Ubuntu Desktop: Contacts as Indexed Files

Some people have seen me mention some ideas about how we can effectively access data on the Ubuntu Desktop. Making it much better than even MacOSX for standard data types. My main grudge with current methods is the “hide everything in a database” pattern, which seriously stuffs up some basic user interaction and how user data is controlled by the user outside of the applications that generate it. These are some quick moc-ups of what I want from my computer:

contacts-view

contacts-inner-view

If the controlling mechanism is the type of content i.e. contact, photo and so forth. Then it can be argued that XDG directories are the primary sorter for the first level directory structures. Each type of data is welcomed into their configured directories, or disabled if those directories do not exist.
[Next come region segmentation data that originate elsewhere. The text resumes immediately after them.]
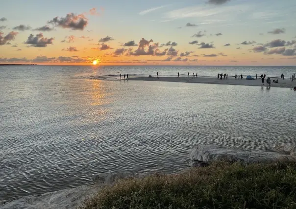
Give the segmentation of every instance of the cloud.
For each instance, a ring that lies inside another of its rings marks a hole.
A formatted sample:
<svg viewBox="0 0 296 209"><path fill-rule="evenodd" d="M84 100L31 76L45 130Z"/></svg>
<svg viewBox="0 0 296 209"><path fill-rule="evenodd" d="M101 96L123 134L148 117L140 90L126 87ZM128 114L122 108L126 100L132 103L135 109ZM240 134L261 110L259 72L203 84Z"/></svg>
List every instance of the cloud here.
<svg viewBox="0 0 296 209"><path fill-rule="evenodd" d="M4 33L0 32L0 46L4 45L9 41L14 40L18 33L17 32L11 31L6 35L3 36Z"/></svg>
<svg viewBox="0 0 296 209"><path fill-rule="evenodd" d="M77 50L77 48L75 47L69 47L68 48L67 48L67 50L65 50L65 49L63 49L62 50L62 51L67 51L67 52L78 52L78 50Z"/></svg>
<svg viewBox="0 0 296 209"><path fill-rule="evenodd" d="M210 48L214 48L214 45L213 44L206 44L204 42L201 42L201 43L197 44L198 46L200 46L200 47L198 47L198 49L210 49Z"/></svg>
<svg viewBox="0 0 296 209"><path fill-rule="evenodd" d="M167 52L167 55L172 56L175 56L178 54L178 51L171 47L171 48L168 50Z"/></svg>
<svg viewBox="0 0 296 209"><path fill-rule="evenodd" d="M73 35L70 35L69 36L65 36L65 38L68 39L68 43L74 43L74 41L76 39L76 37Z"/></svg>
<svg viewBox="0 0 296 209"><path fill-rule="evenodd" d="M55 59L55 57L48 57L45 56L37 56L31 61L32 62L50 62Z"/></svg>
<svg viewBox="0 0 296 209"><path fill-rule="evenodd" d="M151 43L153 43L153 40L150 39L148 41L145 39L144 38L142 38L141 40L139 42L139 45L138 49L134 52L132 52L131 50L132 49L129 49L127 54L127 56L133 55L133 56L141 56L145 55L153 55L154 50L157 48L158 46L157 44L150 45ZM146 51L146 48L148 48L148 50Z"/></svg>
<svg viewBox="0 0 296 209"><path fill-rule="evenodd" d="M192 42L189 43L189 44L197 44L198 43L198 41L192 41Z"/></svg>
<svg viewBox="0 0 296 209"><path fill-rule="evenodd" d="M296 44L296 41L295 41L293 40L291 41L287 41L287 43L286 43L286 46L288 47L289 46L292 46L295 44Z"/></svg>
<svg viewBox="0 0 296 209"><path fill-rule="evenodd" d="M285 47L283 47L282 48L275 48L268 51L266 53L267 54L281 54L284 53L285 50L286 48Z"/></svg>
<svg viewBox="0 0 296 209"><path fill-rule="evenodd" d="M105 43L105 42L108 42L108 41L111 41L112 40L114 40L113 37L107 36L105 38L102 38L100 39L99 39L99 42Z"/></svg>
<svg viewBox="0 0 296 209"><path fill-rule="evenodd" d="M190 55L190 53L193 53L194 52L185 52L180 54L180 56L187 56Z"/></svg>
<svg viewBox="0 0 296 209"><path fill-rule="evenodd" d="M207 2L208 3L212 4L220 5L225 3L230 0L208 0Z"/></svg>
<svg viewBox="0 0 296 209"><path fill-rule="evenodd" d="M196 27L197 26L197 25L196 24L191 24L190 23L187 23L187 24L186 25L185 25L185 26L186 26L187 27Z"/></svg>
<svg viewBox="0 0 296 209"><path fill-rule="evenodd" d="M22 31L24 31L25 30L30 30L31 29L32 29L32 28L28 26L26 26L25 25L20 25L18 26L16 26L15 27L13 27L12 29L14 30L21 30Z"/></svg>
<svg viewBox="0 0 296 209"><path fill-rule="evenodd" d="M173 61L174 61L175 62L187 62L188 60L188 59L187 58L182 59L181 57L177 57L173 60Z"/></svg>
<svg viewBox="0 0 296 209"><path fill-rule="evenodd" d="M97 11L97 8L92 8L90 10L89 10L89 13L91 15L94 15L94 16L100 16L101 15L101 13L103 12L103 10L102 8L100 9L101 10L101 12L100 13L98 11Z"/></svg>
<svg viewBox="0 0 296 209"><path fill-rule="evenodd" d="M218 56L218 55L213 53L212 54L204 54L203 56Z"/></svg>
<svg viewBox="0 0 296 209"><path fill-rule="evenodd" d="M263 46L257 46L252 49L252 51L254 52L260 52L266 51L266 48Z"/></svg>
<svg viewBox="0 0 296 209"><path fill-rule="evenodd" d="M0 58L0 62L28 62L30 60L27 60L26 58L11 58L7 59L7 58Z"/></svg>
<svg viewBox="0 0 296 209"><path fill-rule="evenodd" d="M296 49L294 49L293 50L291 49L287 49L285 51L285 52L282 53L284 56L294 56L296 55Z"/></svg>
<svg viewBox="0 0 296 209"><path fill-rule="evenodd" d="M53 27L50 27L48 26L45 26L40 27L36 27L33 30L43 32L49 32L53 30L54 29L54 28Z"/></svg>
<svg viewBox="0 0 296 209"><path fill-rule="evenodd" d="M158 6L157 7L151 8L151 9L146 9L145 10L143 10L143 11L142 11L140 12L139 13L139 14L141 15L145 15L145 14L146 14L147 13L148 13L149 12L153 12L154 11L157 10L158 9L161 9L162 8L164 8L165 6L165 6L165 5L160 6Z"/></svg>
<svg viewBox="0 0 296 209"><path fill-rule="evenodd" d="M242 44L243 45L248 45L250 44L255 44L256 43L256 41L245 41L242 43L241 43L241 44Z"/></svg>
<svg viewBox="0 0 296 209"><path fill-rule="evenodd" d="M160 45L160 47L162 47L163 46L173 46L173 47L175 47L176 46L177 46L178 45L178 44L177 44L176 42L172 42L171 41L169 41L168 42L167 42L166 44L162 44L161 45Z"/></svg>
<svg viewBox="0 0 296 209"><path fill-rule="evenodd" d="M67 14L65 17L56 17L48 23L63 28L83 30L87 26L88 20L82 14L75 15L72 13Z"/></svg>
<svg viewBox="0 0 296 209"><path fill-rule="evenodd" d="M284 47L286 44L286 41L281 39L275 39L271 41L269 43L264 45L265 47L268 47L270 48L278 47Z"/></svg>
<svg viewBox="0 0 296 209"><path fill-rule="evenodd" d="M111 48L110 46L107 45L107 44L102 44L102 45L99 48L99 49L100 51L103 51L107 50L112 50L113 49L113 48Z"/></svg>
<svg viewBox="0 0 296 209"><path fill-rule="evenodd" d="M135 41L128 41L123 44L124 47L136 47L137 46L138 44L135 43Z"/></svg>
<svg viewBox="0 0 296 209"><path fill-rule="evenodd" d="M167 54L167 52L168 52L168 50L169 50L169 49L166 49L163 51L161 52L160 50L159 50L159 49L156 49L154 51L154 56L164 56L165 55L166 55Z"/></svg>
<svg viewBox="0 0 296 209"><path fill-rule="evenodd" d="M279 34L281 33L285 33L286 29L285 28L276 28L271 31L269 31L267 33L271 33L273 34Z"/></svg>
<svg viewBox="0 0 296 209"><path fill-rule="evenodd" d="M191 36L192 37L197 37L198 38L200 38L201 37L202 37L203 36L205 36L205 35L204 34L201 33L202 32L201 31L199 31L198 33L196 33L195 34L193 34L193 35L192 36Z"/></svg>
<svg viewBox="0 0 296 209"><path fill-rule="evenodd" d="M164 61L164 62L169 62L170 61L172 60L172 59L173 59L173 57L168 57L168 58L167 58L165 59L163 59L161 61Z"/></svg>
<svg viewBox="0 0 296 209"><path fill-rule="evenodd" d="M35 47L46 47L48 44L52 44L52 41L54 39L53 38L44 38L42 33L36 34L36 36L30 34L27 41L25 43L30 44Z"/></svg>
<svg viewBox="0 0 296 209"><path fill-rule="evenodd" d="M115 51L113 52L114 54L115 55L121 55L124 52L127 51L127 50L125 49L124 48L120 48L117 49Z"/></svg>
In order to allow files to express their content in multiple places, we need to be able to mount new directories inside the XDG directories for certain dynamic collections. These would not be files but fusefs mounts, and would provide dynamic access to some data and in other cases would be cache files from hardware devices and online services and present that data in those collections.
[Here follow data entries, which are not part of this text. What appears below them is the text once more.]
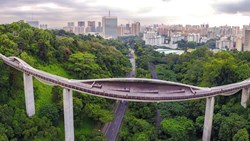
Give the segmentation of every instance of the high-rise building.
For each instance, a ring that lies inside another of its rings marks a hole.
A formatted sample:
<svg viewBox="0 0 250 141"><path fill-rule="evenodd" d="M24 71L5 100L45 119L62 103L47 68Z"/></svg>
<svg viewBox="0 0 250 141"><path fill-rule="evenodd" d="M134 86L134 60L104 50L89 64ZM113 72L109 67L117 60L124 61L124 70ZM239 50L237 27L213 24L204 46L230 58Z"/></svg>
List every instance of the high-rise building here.
<svg viewBox="0 0 250 141"><path fill-rule="evenodd" d="M117 17L102 17L102 26L105 38L117 38Z"/></svg>
<svg viewBox="0 0 250 141"><path fill-rule="evenodd" d="M85 26L85 22L84 21L79 21L78 22L78 27L84 27Z"/></svg>
<svg viewBox="0 0 250 141"><path fill-rule="evenodd" d="M75 26L74 22L68 22L68 27L74 27L74 26Z"/></svg>
<svg viewBox="0 0 250 141"><path fill-rule="evenodd" d="M96 32L102 32L102 23L98 22L98 26L96 27Z"/></svg>
<svg viewBox="0 0 250 141"><path fill-rule="evenodd" d="M122 24L120 26L118 26L117 34L118 34L118 36L123 36L124 35L124 27L123 27Z"/></svg>
<svg viewBox="0 0 250 141"><path fill-rule="evenodd" d="M48 25L47 24L40 24L40 29L48 29Z"/></svg>
<svg viewBox="0 0 250 141"><path fill-rule="evenodd" d="M140 22L132 23L132 34L133 35L139 36L140 29L141 29Z"/></svg>
<svg viewBox="0 0 250 141"><path fill-rule="evenodd" d="M242 51L242 39L240 37L236 38L236 49Z"/></svg>
<svg viewBox="0 0 250 141"><path fill-rule="evenodd" d="M250 27L246 27L244 31L244 51L250 51Z"/></svg>
<svg viewBox="0 0 250 141"><path fill-rule="evenodd" d="M39 21L27 21L27 23L32 27L39 27Z"/></svg>
<svg viewBox="0 0 250 141"><path fill-rule="evenodd" d="M95 32L95 21L88 21L88 27L90 27L90 32Z"/></svg>

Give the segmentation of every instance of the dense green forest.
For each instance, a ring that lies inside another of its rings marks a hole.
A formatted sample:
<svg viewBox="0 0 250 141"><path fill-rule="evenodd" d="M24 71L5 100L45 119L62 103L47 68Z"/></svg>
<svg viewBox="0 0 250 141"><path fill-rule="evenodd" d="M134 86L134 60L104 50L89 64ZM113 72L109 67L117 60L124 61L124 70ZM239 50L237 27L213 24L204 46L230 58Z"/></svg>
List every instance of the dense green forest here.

Now onto the problem of meta data, this includes tagging and other useful tid-bits. This requires a complex set of un-relational data, similar to xml but not suitable for a typical database such as mysql or sqllite. The storage of this data should be with the files themselves if possible and stored somewhere near by in a worse case scenario. Some content files don’t need much meta data as they are much of the data themselves This includes contacts and events who’s internal data is a similar structural relativeness to meta data. Recommend the use of ext meta data fields + xml caches for indexing.

We should also consider indexing, I’m not happy about Tracker, at the moment it seems to serve a very monolithic design. We can’t afford to have unindexable meta data or content from files and every field but be separable and searchable in it’s own form; this includes date ranges and other data. For this I propose I’m thinking Xapian full text searcher and indexer with heavy use of field indexing, it’s faster than lucene, better than trackerd and more flexible that most indexers.

Consider re-indexing. In fact it’s not enough to just index things periodically, this creates way too much strain the system. What is required is a more selective and progressive indexing mechanism. The modification dates of directories do not currently cascade. Unfortunately this would have provided an ideal mechanism for testing service start-up initialisation, allowing the system to create a possible list of re-indexable out of date targets.

To index progressively the changes as they happen, we should use inotify, this would then pass off the management process to the immediate computer run time. Threaded obviously.

We’ll also need a data services manager, something that can handle online authorisation, access to hardware and other data sourcing. This then passes off to fusefs drivers for data provisioning.

We also need to think about data standardisation or dealing with malformed data. Do we convert badly written vCards to something useful and save those, or do we leave that to the program? do we create a filtering system for all data types or simply allow the applications to handle them? This means the whole thing would need the following technologies:

  • Xapian Indexer / Searcher
  • iNotify Kernel FS Events
  • New XDG Directories for new data collections
  • FuseFS for Mountable Dynamic Data Sources
  • Dbus for hanging system interfaces
  • Data Source Manager (doesn’t exist)
  • Data Filtering System (doesn’t exist)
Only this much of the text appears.